FWD 2 HerbalEGram: Trial Finds DHEA and Testosterone Have Limited Effects for the Elderly

HerbalEGram: Volume 3

Trial Finds DHEA and Testosterone Have Limited Effects for the Elderly


A 2-year trial, recently published in the October 19 issue of the New England Journal of Medicine, found that dehydroepiandrosterone (DHEA) and testosterone supplementation by elderly men and women improved participants’ bone mineral density (BMD) in certain areas of the body but did not seem to produce positive effects on body composition, physical performance, insulin sensitivity, or quality of life.1 DHEA is a naturally-occurring steroid hormone produced by the adrenal glands and an indirect precursor to the sexual hormones testosterone and estrogen. DHEA levels decline rapidly with age.

For the randomized, double-blind, placebo-controlled,trial, 29 men and 27 women were assigned low-dose sulfated DHEA tablets (75 mg per day for men and 50 mg per day for women), 27 men were given a transdermal testosterone patch (5 mg per day), and 31 men and 30 women were given placebo (either a placebo tablet with lactose as filler or a placebo patch for some men). All participants were over the age of 60. By the end of the trial, participants in the DHEA groups had significant increases in levels of sulfated DHEA and the horomone estradiol, and women had an increase in total testosterone. Men in the testosterone group had a significant increase in levels of bioavailable and total testosterone. In the treatment groups, women had a slight but significant increase in BMD of the ultradistal radius and men had a slight but significant increase in BMD in the femoral neck.

There were no major adverse effects for either treatment, and participants in the DHEA groups had significant reductions in high-density lipoprotein cholesterol levels. DHEA supplementation had no significant effects on body-composition measurements, although men who received testosterone had a slight increase in fat-free mass. Neither DHEA nor testosterone had any detectable effects on physical performance, insulin sensitivity, or quality of life.
 
The Council for Responsible Nutrition (CRN), a leading trade organization in the dietary supplement industry, released its own analysis of the trial as soon the study was published, as well as a statement from Andrew Shao, PhD, CRN’s vice-president of scientific and regulatory affairs (Hadesman L, e-mail, October 18, 2006). “This is the longest duration human supplementation trial confirming the safety of relatively high-dose DHEA in both men and women and we are encouraged by those results, particularly because there is a need for safe bone builders in this age group,” said Dr. Shao in his written statement. “Further, the study found small but significant increases in bone mineral density, consistent with the body of clinical trials on DHEA. The lack of other significant effects in an elderly population is surprising as that is inconsistent with the published research. This study did not look at other clinically relevant outcomes where DHEA has been shown to provide benefit, such as libido and sexual performance.”

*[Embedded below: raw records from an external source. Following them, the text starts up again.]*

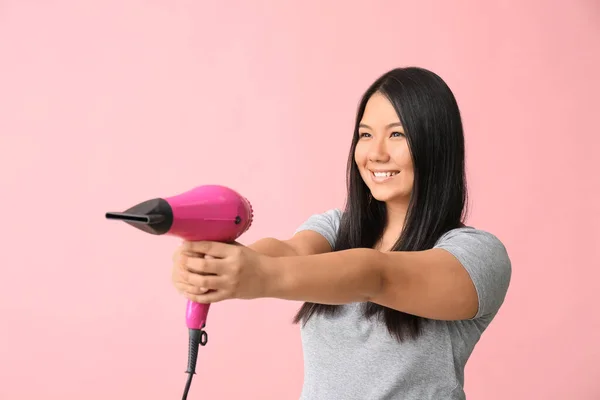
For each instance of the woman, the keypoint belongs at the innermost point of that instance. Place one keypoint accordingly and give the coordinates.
(397, 289)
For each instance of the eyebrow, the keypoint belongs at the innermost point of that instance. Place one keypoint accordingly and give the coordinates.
(388, 126)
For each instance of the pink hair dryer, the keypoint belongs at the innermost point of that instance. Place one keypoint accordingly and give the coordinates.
(210, 212)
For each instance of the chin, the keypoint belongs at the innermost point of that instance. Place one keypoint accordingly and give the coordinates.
(390, 195)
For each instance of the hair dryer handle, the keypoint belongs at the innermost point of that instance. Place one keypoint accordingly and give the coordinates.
(196, 314)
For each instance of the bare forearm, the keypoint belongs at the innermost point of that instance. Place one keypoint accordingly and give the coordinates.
(273, 248)
(333, 278)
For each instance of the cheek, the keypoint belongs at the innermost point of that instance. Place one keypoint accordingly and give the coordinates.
(360, 156)
(402, 159)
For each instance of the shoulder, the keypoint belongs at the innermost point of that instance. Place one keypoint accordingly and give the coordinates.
(487, 261)
(326, 223)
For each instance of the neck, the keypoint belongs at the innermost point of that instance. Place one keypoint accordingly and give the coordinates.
(396, 213)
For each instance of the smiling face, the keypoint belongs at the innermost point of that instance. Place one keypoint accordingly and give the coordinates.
(382, 154)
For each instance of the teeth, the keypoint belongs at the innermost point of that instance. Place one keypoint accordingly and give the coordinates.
(384, 174)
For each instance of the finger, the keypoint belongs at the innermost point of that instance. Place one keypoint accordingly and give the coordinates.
(186, 288)
(215, 249)
(210, 282)
(210, 297)
(207, 265)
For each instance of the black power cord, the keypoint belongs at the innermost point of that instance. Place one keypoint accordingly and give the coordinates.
(198, 337)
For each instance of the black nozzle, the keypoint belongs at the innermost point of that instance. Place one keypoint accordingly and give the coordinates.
(153, 216)
(142, 219)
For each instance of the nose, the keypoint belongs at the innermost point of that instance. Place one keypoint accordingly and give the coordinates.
(378, 151)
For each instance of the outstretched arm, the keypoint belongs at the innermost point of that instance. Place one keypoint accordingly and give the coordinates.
(431, 283)
(302, 243)
(467, 276)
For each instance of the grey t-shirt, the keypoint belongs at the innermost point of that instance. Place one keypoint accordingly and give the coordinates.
(349, 358)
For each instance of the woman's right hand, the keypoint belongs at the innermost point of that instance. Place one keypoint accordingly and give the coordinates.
(180, 274)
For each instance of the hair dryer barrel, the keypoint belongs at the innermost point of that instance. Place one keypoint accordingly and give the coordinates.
(209, 212)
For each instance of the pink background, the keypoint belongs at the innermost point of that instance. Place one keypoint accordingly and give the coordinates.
(261, 96)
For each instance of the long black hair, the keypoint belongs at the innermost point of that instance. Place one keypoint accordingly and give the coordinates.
(430, 115)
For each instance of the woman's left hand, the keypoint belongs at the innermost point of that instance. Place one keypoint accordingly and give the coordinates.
(229, 271)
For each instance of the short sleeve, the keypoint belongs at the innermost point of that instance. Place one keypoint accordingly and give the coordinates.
(326, 224)
(487, 262)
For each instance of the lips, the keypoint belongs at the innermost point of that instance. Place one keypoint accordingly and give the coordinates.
(381, 176)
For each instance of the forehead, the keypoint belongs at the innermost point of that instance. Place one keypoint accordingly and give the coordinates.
(379, 110)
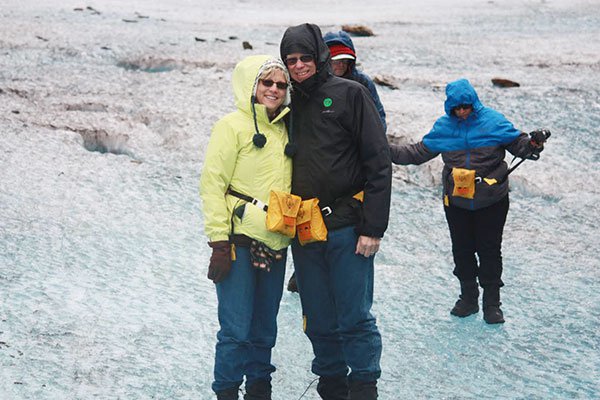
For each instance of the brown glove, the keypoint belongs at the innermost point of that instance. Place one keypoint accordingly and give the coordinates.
(220, 260)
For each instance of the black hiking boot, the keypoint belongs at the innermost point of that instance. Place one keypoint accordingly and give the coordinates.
(333, 387)
(493, 315)
(259, 390)
(228, 394)
(363, 390)
(463, 308)
(467, 303)
(292, 284)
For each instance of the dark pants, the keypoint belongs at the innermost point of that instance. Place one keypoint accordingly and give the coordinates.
(478, 232)
(336, 291)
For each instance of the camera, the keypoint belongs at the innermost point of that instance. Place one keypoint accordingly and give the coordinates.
(539, 136)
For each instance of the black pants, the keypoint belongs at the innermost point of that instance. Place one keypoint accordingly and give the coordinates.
(478, 232)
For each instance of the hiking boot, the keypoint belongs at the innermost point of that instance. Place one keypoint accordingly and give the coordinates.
(292, 284)
(464, 308)
(259, 390)
(228, 394)
(333, 387)
(363, 390)
(493, 315)
(467, 303)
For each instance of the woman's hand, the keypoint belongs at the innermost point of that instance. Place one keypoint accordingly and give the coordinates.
(367, 245)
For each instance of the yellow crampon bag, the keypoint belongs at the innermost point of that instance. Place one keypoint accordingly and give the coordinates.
(310, 224)
(464, 182)
(282, 212)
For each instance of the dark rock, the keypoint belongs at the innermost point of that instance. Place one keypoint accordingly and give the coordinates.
(501, 82)
(387, 81)
(358, 30)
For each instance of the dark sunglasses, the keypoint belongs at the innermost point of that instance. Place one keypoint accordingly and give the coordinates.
(463, 107)
(304, 58)
(270, 82)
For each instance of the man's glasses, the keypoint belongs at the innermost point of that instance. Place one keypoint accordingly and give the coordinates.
(290, 61)
(270, 82)
(463, 107)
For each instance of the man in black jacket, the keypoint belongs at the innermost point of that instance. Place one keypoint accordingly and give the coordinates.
(341, 151)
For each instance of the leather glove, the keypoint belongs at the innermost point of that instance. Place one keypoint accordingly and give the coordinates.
(220, 260)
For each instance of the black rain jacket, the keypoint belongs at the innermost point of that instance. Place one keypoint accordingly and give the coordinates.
(341, 144)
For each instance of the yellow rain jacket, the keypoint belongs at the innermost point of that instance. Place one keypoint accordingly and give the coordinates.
(232, 160)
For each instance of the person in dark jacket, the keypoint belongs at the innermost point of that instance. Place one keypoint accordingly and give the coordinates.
(472, 139)
(343, 64)
(341, 151)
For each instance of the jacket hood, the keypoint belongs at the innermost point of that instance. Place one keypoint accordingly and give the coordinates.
(340, 37)
(307, 39)
(245, 78)
(461, 92)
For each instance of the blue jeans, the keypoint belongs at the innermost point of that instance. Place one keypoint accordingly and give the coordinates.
(336, 292)
(248, 305)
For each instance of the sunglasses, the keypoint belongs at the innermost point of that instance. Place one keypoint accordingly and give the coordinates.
(304, 58)
(463, 107)
(270, 82)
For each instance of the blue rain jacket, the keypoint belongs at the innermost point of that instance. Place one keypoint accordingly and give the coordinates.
(476, 143)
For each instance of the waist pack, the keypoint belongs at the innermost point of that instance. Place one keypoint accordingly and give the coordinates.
(464, 182)
(281, 213)
(310, 224)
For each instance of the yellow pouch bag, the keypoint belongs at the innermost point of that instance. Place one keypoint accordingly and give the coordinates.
(464, 182)
(282, 212)
(310, 224)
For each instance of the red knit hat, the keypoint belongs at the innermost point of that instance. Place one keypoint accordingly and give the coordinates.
(340, 52)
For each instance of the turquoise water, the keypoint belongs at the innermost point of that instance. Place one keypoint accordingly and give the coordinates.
(103, 293)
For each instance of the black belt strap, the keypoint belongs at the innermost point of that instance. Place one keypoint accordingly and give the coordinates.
(247, 198)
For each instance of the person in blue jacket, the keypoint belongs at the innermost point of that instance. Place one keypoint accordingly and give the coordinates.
(472, 139)
(343, 64)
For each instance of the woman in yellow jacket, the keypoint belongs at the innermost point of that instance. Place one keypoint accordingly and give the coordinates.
(247, 157)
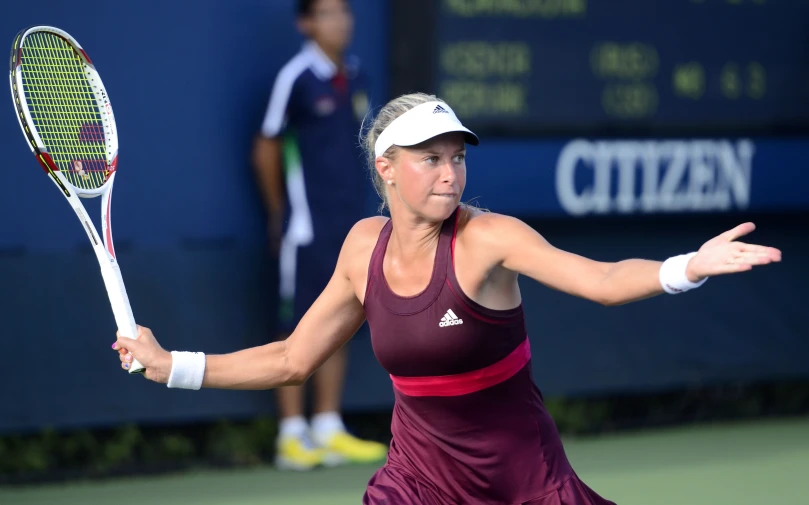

According to CRN’s analysis, the finding of safety is the most important outcome of the study, and the trial’s authors downplayed both this and other positive outcomes of the trial.

DHEA in dietary supplement form is usually derived from the root of the Mexican wild yam (Dioscorea spp.), an herb traditionally used in folk medicine of Mexico and the southwestern United States for a variety of applications related to women’s reproduction. Partly due to its relative safety and documented benefits, DHEA was exempted from the recent legislative ban on steroid hormone-based ingredients in dietary supplements when the U.S. Congress passed the Anabolic Steroid Control Act of 2004. This act classified steroid hormone precursors such as androstenedione ("andro"), and other steroidal prohormones which have been the subject of increasing controversy, under the Controlled Substances Act.2
 
-Courtney Cavaliere

 

References

1. Nair KS, Rizza RA, O’Brien P, Dhatariya K, Short KR, Nehra A, Vittone JL, Klee GG, Basu A, Basu R, Cobelli C, Toffolo G, Man CD, Tindall DJ, Melton LJ, Smith GE, Khosla S, Jensen MD. DHEA in elderly women and DHEA or testosterone in elderly men. NEJM. 2006;355(16):1647-1659.